Babcock on Leivo: "We don't have enough penalty killers so he gets hosed. He's played good & I've talked to him a lot about that."
— Mark Masters (@markhmasters) March 24, 2017
Since the Leafs already have an elite level of scoring, Leivo is scratched because head coach Mike Babcock likes to dress skilled penalty killers instead of scorers to try and balance the team. To get Leivo into the lineup Martin would need to be scratched or injuries will have to occur on the wing. If neither of this happens, Leivo can only hope for a trade that will free up a roster spot for him.
Who Gets Traded to Give Leivo a Spot
With the offensive surplus the Leafs have right now, players such as James Van Riemsdyk or Tyler Bozak could be packaged for a defender. A trade involving these forwards would allow younger forwards to draw into the lineup and replace the lost scoring. Any trade would likely involve a defenseman coming to Toronto, making the Leafs a more balanced team.

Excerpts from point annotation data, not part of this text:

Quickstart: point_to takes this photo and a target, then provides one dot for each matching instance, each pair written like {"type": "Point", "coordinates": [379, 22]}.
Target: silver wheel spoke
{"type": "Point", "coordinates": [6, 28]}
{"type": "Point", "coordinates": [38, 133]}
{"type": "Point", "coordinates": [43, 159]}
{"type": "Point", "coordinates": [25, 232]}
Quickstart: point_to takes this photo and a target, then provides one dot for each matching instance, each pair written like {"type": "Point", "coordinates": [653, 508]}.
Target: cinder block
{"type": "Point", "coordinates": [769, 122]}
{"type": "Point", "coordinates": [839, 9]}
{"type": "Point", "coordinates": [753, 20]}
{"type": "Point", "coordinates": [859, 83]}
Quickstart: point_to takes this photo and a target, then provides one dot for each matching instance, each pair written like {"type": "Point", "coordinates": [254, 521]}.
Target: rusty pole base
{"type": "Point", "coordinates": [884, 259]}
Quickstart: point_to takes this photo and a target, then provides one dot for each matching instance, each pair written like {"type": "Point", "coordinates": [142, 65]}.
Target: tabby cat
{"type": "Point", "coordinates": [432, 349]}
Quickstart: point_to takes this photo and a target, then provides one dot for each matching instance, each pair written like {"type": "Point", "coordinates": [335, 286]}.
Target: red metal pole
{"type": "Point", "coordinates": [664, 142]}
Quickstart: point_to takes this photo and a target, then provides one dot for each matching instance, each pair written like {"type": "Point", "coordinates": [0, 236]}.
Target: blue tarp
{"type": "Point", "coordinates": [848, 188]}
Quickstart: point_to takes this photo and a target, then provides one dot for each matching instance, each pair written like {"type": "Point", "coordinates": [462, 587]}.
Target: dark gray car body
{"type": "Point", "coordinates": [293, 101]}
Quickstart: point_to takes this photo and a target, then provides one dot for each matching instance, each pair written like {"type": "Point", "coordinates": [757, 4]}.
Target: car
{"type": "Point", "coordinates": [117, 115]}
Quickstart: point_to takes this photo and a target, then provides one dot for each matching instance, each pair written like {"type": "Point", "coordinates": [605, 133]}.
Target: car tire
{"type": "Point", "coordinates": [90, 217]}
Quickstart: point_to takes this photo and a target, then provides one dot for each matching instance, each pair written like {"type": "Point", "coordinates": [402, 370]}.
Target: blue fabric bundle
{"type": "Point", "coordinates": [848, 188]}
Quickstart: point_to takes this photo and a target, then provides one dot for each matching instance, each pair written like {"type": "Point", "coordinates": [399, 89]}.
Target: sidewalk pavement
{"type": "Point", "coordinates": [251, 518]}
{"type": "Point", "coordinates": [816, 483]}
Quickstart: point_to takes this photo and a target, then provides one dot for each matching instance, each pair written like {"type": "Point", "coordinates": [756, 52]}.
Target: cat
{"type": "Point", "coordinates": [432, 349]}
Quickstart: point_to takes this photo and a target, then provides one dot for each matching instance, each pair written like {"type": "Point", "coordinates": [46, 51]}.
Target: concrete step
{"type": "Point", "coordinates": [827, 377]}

If Bozak and JVR are traded, a spot on the left wing and centre positions would open up and the lines could look like this, assuming they are replaced internally.
If only JVR is traded, the lineup would look the same with some slight alterations. Nylander most likely wouldn’t be forced to transition to centre so soon — he would stay on the right wing. Leivo would replace JVR and Kapanen would be in the AHL since there’s no reason for him to sit as a healthy scratch when he doesn’t have to clear waivers.
If Leivo can continue to progress like he has in the past two seasons, it may be realistic to think he could pick up the production lost if a JVR trade were to happen. A small sample size of his production doesn’t prove this, but if he manages to stay on the roster for a full season, we might be surprised.
No Regrets for the Leafs
The Leafs will not regret protecting Leivo over Leipsic because he is a better replacement for JVR, should he be traded. He is 6’2″, 200-pounds and has a near elite wrist shot. Leipsic may be better suited to play a depth forward role, but Leivo has the skill-set to play in the upper-half of the lineup.
When given the opportunity, Leivo has produced in the NHL. His chance could come via trade which would free up roster space, scratching Martin or an injury to a forward. It’s time for Leivo to get his chance so he can prove why the Leafs made the right decision to protect him from the expansion draft.